Associated Cultures: Yu'pik, Bering Straits Regional Corporation
In compliance with the repatriation provisions of Public Law 101-185 (20 U.S.C. Section 80q), the National Museum of the American Indian Act, this report provides an inventory and records-based assessment of the cultural affiliation of human remains in the National Museum of Natural History (NMNH) from sites on St. Lawrence Island (SLI), Bering Straits, Alaska. This inventory was undertaken in response to a general request from the Bering Straits Foundation submitted in 1993 by Mr. Matt Ganley, Staff Archaeologist, Bering Straits Native Corporation, for the return of culturally affiliated remains from any communities affiliated with the Corporation such as those on St. Lawrence Island. In August 1994 Ms. Vera Metcalf, Repatriation Coordinator, Bering Straits Foundation, took over repatriation responsibilities for the Corporation. Additionally, independent claims from the IRA Council presidents at Gambell and Savoonga were received by NMNH in February of 1997. The St. Lawrence Island report is one of a series of separate reports responding to individual requests from communities or groups of communities within the Bering Straits Corporation.
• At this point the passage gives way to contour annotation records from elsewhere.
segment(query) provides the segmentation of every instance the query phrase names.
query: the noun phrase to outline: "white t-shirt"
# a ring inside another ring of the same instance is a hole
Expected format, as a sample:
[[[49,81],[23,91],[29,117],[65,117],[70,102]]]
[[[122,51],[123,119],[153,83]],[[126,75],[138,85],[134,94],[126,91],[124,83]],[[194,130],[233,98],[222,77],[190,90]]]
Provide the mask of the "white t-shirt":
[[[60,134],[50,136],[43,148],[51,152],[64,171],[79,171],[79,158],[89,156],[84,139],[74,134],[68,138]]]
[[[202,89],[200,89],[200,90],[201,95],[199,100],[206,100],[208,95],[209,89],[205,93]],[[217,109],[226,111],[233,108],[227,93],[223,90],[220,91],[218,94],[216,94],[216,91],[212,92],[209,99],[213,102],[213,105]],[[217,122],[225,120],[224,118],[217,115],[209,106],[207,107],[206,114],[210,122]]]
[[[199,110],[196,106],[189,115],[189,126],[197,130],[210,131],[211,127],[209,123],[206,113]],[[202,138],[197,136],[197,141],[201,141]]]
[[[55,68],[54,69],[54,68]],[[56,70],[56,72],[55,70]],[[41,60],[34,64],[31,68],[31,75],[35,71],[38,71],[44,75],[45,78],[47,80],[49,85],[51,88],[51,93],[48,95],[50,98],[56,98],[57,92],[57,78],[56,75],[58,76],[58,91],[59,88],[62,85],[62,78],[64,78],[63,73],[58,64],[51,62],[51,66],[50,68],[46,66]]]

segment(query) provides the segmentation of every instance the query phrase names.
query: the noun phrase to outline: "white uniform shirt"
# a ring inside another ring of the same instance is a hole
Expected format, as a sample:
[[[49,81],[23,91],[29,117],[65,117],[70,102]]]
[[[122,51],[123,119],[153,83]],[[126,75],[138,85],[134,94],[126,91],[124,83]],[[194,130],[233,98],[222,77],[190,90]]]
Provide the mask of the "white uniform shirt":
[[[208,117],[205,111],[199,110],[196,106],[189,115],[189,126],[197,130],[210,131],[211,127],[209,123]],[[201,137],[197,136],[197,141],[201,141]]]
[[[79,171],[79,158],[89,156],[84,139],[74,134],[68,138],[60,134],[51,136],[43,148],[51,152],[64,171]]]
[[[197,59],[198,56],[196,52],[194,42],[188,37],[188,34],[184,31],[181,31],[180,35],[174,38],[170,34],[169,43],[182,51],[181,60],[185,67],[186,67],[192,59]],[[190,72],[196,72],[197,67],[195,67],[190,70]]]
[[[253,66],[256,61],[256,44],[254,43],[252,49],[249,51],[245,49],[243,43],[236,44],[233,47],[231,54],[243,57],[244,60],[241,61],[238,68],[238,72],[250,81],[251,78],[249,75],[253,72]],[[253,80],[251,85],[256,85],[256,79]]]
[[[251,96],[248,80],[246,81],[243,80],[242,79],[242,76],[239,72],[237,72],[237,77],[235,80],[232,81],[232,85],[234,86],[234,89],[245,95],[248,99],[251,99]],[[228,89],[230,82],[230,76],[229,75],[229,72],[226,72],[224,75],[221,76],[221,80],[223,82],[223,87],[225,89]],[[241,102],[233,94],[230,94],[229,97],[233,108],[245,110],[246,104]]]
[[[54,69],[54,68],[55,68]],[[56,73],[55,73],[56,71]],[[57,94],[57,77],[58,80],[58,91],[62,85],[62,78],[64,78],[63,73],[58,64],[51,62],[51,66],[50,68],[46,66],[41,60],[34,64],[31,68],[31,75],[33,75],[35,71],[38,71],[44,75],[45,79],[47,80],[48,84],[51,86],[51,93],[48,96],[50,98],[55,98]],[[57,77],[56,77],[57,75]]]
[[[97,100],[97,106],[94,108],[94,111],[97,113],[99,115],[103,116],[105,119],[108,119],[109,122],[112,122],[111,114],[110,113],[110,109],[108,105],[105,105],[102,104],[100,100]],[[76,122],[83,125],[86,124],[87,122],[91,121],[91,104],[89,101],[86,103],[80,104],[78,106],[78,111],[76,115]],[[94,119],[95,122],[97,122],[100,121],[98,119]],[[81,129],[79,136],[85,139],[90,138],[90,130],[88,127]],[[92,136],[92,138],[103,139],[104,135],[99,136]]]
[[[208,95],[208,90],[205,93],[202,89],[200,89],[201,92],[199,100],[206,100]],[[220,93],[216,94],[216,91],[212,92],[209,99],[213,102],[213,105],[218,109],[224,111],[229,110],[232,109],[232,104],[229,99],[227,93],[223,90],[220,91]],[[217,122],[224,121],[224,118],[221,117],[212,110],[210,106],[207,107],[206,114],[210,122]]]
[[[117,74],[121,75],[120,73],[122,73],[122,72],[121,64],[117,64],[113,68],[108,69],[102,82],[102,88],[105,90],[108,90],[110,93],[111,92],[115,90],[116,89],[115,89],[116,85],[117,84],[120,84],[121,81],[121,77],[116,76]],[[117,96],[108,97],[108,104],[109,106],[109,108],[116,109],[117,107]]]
This report addresses the returns of skeletal remains requested by the villages of Gambell and Savoonga only.
This report documents the 766 catalogued sets of human remains found in the NMNH Master Catalog Database form St. Lawrence Island. These catalog numbers represent a minimum of 810 individuals. During the repatriation inventory, 743 catalogued sets of human remains were located in the physical anthropology collections of the Department of Anthropology, NMNH. The missing human remains could not be located in the Museum. Any human remains from St. Lawrence Island which may be found in the future will be repatriated to the appropriate community. The human remains come form settlements in four general localities: Gambell, Kukulek (also Kukulik), Kiyalighaq (also Kialegak), and Punuk Island. Gambell and Kukulek are on the north side of the island, Kiyalighaq and Cape Kiyalighaq are located on Southeast Cape; Punuk Island lies offshore Apavawook Cape, across a narrow channel. Dates of the settlements associated with the burial suggest that the majority of these remains date to post-European contact during the 18th and 19th centuries. A small number of remains are identified with the earliest occupation of the island, ca. A.D. 100.
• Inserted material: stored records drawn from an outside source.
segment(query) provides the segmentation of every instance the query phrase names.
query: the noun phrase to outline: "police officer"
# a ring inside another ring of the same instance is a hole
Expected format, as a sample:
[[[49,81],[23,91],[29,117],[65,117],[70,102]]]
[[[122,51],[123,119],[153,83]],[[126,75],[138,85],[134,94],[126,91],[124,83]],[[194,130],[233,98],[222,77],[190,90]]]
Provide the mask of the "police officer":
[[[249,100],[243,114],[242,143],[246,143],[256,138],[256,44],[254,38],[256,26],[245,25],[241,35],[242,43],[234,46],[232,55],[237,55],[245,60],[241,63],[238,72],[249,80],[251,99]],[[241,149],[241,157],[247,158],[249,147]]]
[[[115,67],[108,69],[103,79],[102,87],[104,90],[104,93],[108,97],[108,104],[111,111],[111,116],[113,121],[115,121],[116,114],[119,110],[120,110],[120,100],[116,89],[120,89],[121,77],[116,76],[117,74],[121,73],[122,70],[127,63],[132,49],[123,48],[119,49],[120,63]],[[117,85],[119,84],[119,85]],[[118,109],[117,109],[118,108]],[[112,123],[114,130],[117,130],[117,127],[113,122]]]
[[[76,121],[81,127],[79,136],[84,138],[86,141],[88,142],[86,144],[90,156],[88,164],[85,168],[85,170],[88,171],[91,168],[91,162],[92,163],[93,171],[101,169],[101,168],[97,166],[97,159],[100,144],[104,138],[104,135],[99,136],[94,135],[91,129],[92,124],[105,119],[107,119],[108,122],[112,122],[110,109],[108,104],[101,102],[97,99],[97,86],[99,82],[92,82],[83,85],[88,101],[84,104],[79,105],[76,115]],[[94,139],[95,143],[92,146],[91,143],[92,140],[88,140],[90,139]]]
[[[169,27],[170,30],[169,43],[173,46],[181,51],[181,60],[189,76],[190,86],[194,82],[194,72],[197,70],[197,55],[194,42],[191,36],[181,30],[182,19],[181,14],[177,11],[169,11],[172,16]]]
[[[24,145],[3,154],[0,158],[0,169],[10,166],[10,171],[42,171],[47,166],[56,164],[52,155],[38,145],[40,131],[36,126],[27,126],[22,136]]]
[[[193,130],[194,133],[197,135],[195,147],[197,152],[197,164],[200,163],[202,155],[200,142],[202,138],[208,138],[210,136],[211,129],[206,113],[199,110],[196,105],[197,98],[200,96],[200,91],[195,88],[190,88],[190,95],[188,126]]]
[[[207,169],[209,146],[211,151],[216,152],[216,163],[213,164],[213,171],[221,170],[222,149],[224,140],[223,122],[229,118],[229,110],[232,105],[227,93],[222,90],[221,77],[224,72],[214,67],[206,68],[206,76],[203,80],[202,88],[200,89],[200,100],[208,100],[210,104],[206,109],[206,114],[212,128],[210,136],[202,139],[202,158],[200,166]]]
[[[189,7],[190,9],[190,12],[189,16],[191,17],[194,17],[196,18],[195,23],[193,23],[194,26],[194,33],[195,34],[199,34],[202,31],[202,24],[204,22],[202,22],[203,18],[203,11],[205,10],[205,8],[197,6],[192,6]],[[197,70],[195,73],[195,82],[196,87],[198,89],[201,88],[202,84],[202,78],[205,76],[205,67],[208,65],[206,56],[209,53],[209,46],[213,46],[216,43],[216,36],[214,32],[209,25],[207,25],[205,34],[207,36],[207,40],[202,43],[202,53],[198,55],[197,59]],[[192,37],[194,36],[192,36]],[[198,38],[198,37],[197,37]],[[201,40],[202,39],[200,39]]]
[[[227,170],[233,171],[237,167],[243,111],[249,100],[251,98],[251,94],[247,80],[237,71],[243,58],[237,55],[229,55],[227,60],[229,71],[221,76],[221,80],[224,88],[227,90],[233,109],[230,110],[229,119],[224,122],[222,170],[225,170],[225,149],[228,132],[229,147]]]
The recent history of St. Lawrence Island indicates that survivors from earlier communities all over the island congregated at Gambell, and later at Savoonga, following the great famine of 1879. These numbers were subsequently augmented by migration to St. Lawrence of Siberian Yu'pik families from mainland communities on the Chukotka peninsula. Siberian Yu'pik communities are socially, culturally, and linguistically closely affiliated with communities on St. Lawrence Island. Both of the communities making the repatriation claims (Village of Gambell and Village of Savoonga, SLI) are composed of descendants of inhabitants of Siberian Yu'pik communities on the Island and on the Siberian mainland. A review of the history of the region and available site records indicated that cultural affiliation exists between the skeletal remains from St. Lawrence Island at the NMNH and the present-day Native communities on the Island requesting repatriation. It was, therefore, recommended that these remains be offered for repatriation jointly to the two communities of Gambell and Savoonga.
These remains were deaccessioned for repatriation on May 15, 1997.